In the ninth century B.C.E., the kingdom of Assyria became the mightiest empire in the Near East, its primary military and political force and sovereign over most of the region.
From 727 B.C.E. Judah was ruled by Hezekiah, one of the most prominent kings of the House of David. During most of his reign Judah enjoyed a period of great prosperity, even though the neighboring kingdom of Israel had just been annexed by the Assyrians. In fact, his political and religious influence seems to have spread beyond the borders of Judah to the former territories of Israel. The prosperity of Hezekiah’s reign is vividly described in II Chronicles 32:27-28: “And Hezekiah had exceeding much riches and honour: and he made himself treasuries for silver, and for gold, and for precious stones, and for spices, and for shields, and for all manner of pleasant jewels; Storehouses also for the increase of corn, and wine, and oil; and stalls for all manner of beasts, and cotes for flocks.” Hezekiah is known for his religious reforms; he strengthened Jerusalem and the temple as the cultic center for the entire Land of Israel, while concurrently abolishing all shrines and sanctuaries outside Jerusalem. Inside Jerusalem ― now a metropolis extending over a large area ― he constructed conduits to bring water into the city, and he undoubtedly strengthened its fortifications.
In 705 B.C.E. Sennacherib ascended the throne of Assyria and was soon faced with rebellion against Assyrian hegemony in various parts of the Empire. An Alliance against Assyria was formed between Judah, Egypt and the Philistine cities in the coastal plain, possibly with Babylonian encouragement and support. Sennacherib met the challenge, and in 701 B.C.E. directed his third campaign to Phoenicia, Philistia and Judah, and succeeded in reestablishing Assyrian supremacy in those regions. Several sources from the Old Testament and Assyrian records inform us of the events of the campaign in some detail. The Old Testament records appear in II Kings 18-19, Isaiah 36-37, II Chronicles 32 and probably Micah 1.
According to the biblical versions, Sennacherib, while sojourning in Lachish, sent to Jerusalem a task force commanded by three officials, the Tartan, the Rabshakeh and the Rabsaris. The Assyrian army appeared in front of the walled capital and apparently laid siege to the city. The Rabshakeh presented an ultimatum to Hezekiah which was rejected by the king with active support of the prophet Isaiah. Eventually, Jerusalem was saved, but only by a miracle: “Then the angel of the Lord went forth, and smote in the camp of the Assyrians a hundred and fourscore and five thousand: and when they arose early in the morning, behold, they were all dead corpses” (Isaiah 37:36)

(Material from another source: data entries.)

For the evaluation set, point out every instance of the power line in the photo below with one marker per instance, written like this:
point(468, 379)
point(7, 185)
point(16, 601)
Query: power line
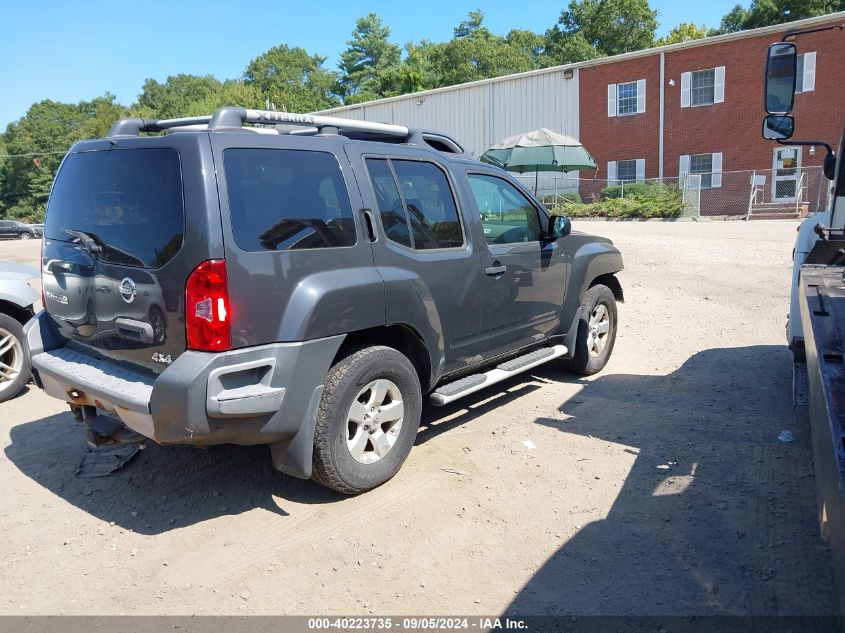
point(31, 154)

The Assyrian annals corroborate the two basic facts in the Old Testament versions, namely that the Assyrian army challenged Hezekiah in Jerusalem and the Jerusalem was spared. As Sennacherib tells us: “He himself I shut up like a caged bird within Jerusalem, his royal city. I put watch-posts strictly around it and turned back to his disaster any who went out of its city gate.” Finally, we should note that the impression left by these events on the populace of Jerusalem was apparently so great that the site where the Assyrian task force encamped in front of the city walls was still called the “Camp of the Assyrians” about eight hundred years later, when the Roman army besieged Jerusalem in 70 C.E. This we learn from Josephus Flavius, who mentions the place in his account of the First Jewish Revolt against the Romans.